I rarely ever play my copy of Carlos Santana’s pop masterpiece Supernatural. I am proudly an old Santana guy. Label me a “Black Magic Woman,” “Evil Ways” and “Tell Me Are You Tired” type. Columbia must have heard me whining about Carlos’ rise to pop superstardom as the label has just remastered and rereleased four of his older records: Caravanserai, Love Devotion Surrender, Welcome and Moonflower (Columbia/Legacy). These albums are all special individual achievements, and they feature pure Carlos Santana in all his glory, full of experimentation. Some of this forages into the world of jazz fusion, but much of the music here is simply the kind of eclectic sounds Carlos Santana has perfected his entire career-what I like to call music of the Americas. It is all here: screaming solos, passionate vocals, sacred rhythms, the blues, the Spanish tinge, rock ‘n’ roll and Afro-Latin beats. Yet Carlos Santana is in a different sphere on each album, taking extraordinary chances each time out.

The largely instrumental Caravanserai, from 1972, is the first album from the guitarist after he dissolved his band from the popular albums Santana, Abraxas and Santana III, and he wasn’t looking back. Joining up with keyboardist Tom Coster, Santana was seeking the outer reaches of the soul with songs like “Just in Time to See the Sun” and “All the Love of the Universe.” The album mixes rock, jazz and salsa with tracks such as “Eternal Caravan of Reincarnation,” “Stone Flower” and “La Fuente del Ritmo,” but you can tell that Santana is itching to stretch out and stay there for a while.

Also recorded in 1972, Love Devotion Surrender does go out, basking in the magnificence of John Coltrane. Santana brings along his friend and fellow guitarist Mahavishnu John McLaughlin as well as drummers Billy Cobham and Jan Hammer (yes, him), percussionists Armando Peraza and James Mingo Lewis and organist Larry Young, among others. Daringly, on the leadoff track, Santana and his crew try to find their collective voice on Trane’s “A Love Supreme.” It is a bold reading of the most classic of jazz spirituals. On “Naima,” another Coltrane classic, the easy connection between jazz and bossa nova is as clear as ever. Luckily, there are two takes of this track, and this rather interesting interpretation of one of Trane’s greatest compositions is equally pleasing both times. Meanwhile, “Let Us Go Into the House of the Lord” is screamingly intense, with McLaughlin sounding particularly taken by the spirit (this album was influenced by the guitarists’ studies with Indian guru Sri Chinmoy, which is reflected in the other song titles: “The Life Devine” and “Meditation”).

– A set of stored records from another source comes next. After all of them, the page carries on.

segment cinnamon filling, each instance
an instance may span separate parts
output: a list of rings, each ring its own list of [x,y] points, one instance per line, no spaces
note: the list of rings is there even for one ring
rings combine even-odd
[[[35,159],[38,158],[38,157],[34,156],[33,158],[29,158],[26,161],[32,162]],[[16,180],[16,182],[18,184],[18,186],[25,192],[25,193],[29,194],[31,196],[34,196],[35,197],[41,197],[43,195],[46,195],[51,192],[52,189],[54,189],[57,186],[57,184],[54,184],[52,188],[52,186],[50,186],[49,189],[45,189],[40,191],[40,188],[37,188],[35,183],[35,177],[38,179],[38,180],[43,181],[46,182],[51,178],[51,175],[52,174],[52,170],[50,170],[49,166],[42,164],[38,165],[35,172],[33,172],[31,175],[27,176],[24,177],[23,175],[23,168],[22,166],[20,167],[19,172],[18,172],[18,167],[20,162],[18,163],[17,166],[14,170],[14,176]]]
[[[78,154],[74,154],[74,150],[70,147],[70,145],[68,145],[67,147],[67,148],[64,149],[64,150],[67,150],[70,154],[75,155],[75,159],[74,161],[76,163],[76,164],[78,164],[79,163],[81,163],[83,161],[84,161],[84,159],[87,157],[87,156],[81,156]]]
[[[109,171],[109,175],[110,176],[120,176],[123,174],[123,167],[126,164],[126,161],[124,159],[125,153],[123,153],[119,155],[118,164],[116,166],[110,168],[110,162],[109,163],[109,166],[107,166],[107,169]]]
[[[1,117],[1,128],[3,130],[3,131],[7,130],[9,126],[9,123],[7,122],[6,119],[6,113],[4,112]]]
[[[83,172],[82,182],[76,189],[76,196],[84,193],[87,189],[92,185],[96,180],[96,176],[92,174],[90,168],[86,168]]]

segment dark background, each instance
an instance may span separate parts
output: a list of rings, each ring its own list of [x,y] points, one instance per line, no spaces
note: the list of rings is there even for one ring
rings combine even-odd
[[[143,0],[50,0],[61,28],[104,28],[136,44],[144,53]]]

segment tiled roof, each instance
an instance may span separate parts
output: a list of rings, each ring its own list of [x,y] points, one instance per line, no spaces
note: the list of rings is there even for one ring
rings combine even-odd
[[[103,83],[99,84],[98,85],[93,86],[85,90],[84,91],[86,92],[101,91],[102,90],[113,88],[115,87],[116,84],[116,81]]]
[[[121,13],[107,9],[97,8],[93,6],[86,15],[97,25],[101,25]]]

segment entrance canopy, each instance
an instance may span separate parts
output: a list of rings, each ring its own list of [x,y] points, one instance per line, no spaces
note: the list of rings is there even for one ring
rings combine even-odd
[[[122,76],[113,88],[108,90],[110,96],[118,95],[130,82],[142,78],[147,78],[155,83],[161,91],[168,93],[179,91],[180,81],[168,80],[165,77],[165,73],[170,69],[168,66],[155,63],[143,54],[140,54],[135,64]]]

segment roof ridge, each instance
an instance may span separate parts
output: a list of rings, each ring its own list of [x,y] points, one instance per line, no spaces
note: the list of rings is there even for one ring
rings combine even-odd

Welcome, recorded in 1973, is probably the album with the closest links to pure fusion, and it includes takes on Coltrane’s “Welcome” and McLaughlin’s “Flame-Sky.” It also includes the song “Love, Devotion, and Surrender,” which reflects the spirit of America’s peace-and-love period. The guitarist added singer Leon Thomas, who brought out the band’s blues side, and expanded Santana to an octet. Groups like Earth Wind & Fire pushed a similar sound at the time with broad, feel-good harmonies, heavy percussion and, most important, a concern for humanity. “Mother Africa” and “Samba de Sausalito” are the best pieces here, where the percussion assumes the lead-as it frequently does in Santana’s world.

Finally, there is 1977’s Moonflower where you will receive the familiar Carlos Santana. Moonflower comprises tracks recorded live in London, such as “Black Magic Woman,” “Europa” and “Carnaval” (one of those little-known numbers full of energy that is perfect for concerts) along with some studio cuts, including a cover of the Zombies’ “She’s Not There” that became one of the band’s last major hits before several songs from Supernatural swept across the charts.